I will absolutely never top the 2008 Halloween that I spent in eastern Romania on the Dracula Tour. I have told this tale many times with a fondness and nostalgia only paralleled by the idyllic childhood that I experienced living out in the middle of nowhere surrounded by the woods. Knowing this, the best that I could hope to do is to attempt to recreate some of the highlights of my revered trip with my dear friend, Michael Hora. So here's my best (pardon the pun) stab at it.
Michael and I ate very well when we were there. The included continental breakfasts were anything but a wimpy box of cornflakes, or a lukewarm dollop of canned sausage gravy on a stale biscuit. We stayed at many very pleasant hotels on our journey: in Bucharest, Brasov, Sighisoara, Sibiu. The included breakfast buffets alone were like something out of dream: plates of every succulent homemade pastry you could imagine, hot plates of eggs, sausages, potatoes, cold plates of cured meats, pickles, olives, several artisan cheeses, fresh vegetables and fruits, blintzes, juices, and well-made strong coffee. The dinners were nothing to sneeze at, either. Yes, Romanians know how to eat! But I digress. The best way to describe this fare would be a mix of Serbian, Russian and Greek-style dishes – hearty and well-seasoned.

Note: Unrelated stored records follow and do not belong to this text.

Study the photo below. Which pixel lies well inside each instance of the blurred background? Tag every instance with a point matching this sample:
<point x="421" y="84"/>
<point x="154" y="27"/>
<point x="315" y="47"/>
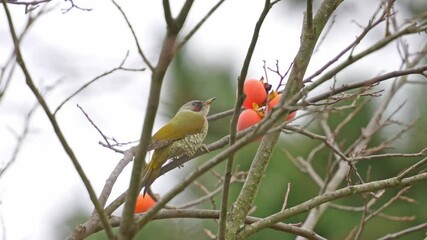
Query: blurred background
<point x="41" y="195"/>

In planning your Dracula dinner menu, why not stir up some homemade Hungarian "ghoull-lash" with extra garlic toast and cheese on the side? If you're feeling ambitious, grill some steak kababs (get it, steaks/stakes). Have several appetizer platters of the cold snacky fare mentioned above. Finish off with some "Vampire Bite Marshmallows," roasted over a big bonfire in your backyard. To achieve this effect, dip your toasting fork in some dry cherry wine to start. Impale the hapless marshmallow twice, and roast to your liking. When ready to eat, dip the half of the marshmallow below the bite marks in some more of the wine, then sink your own teeth in.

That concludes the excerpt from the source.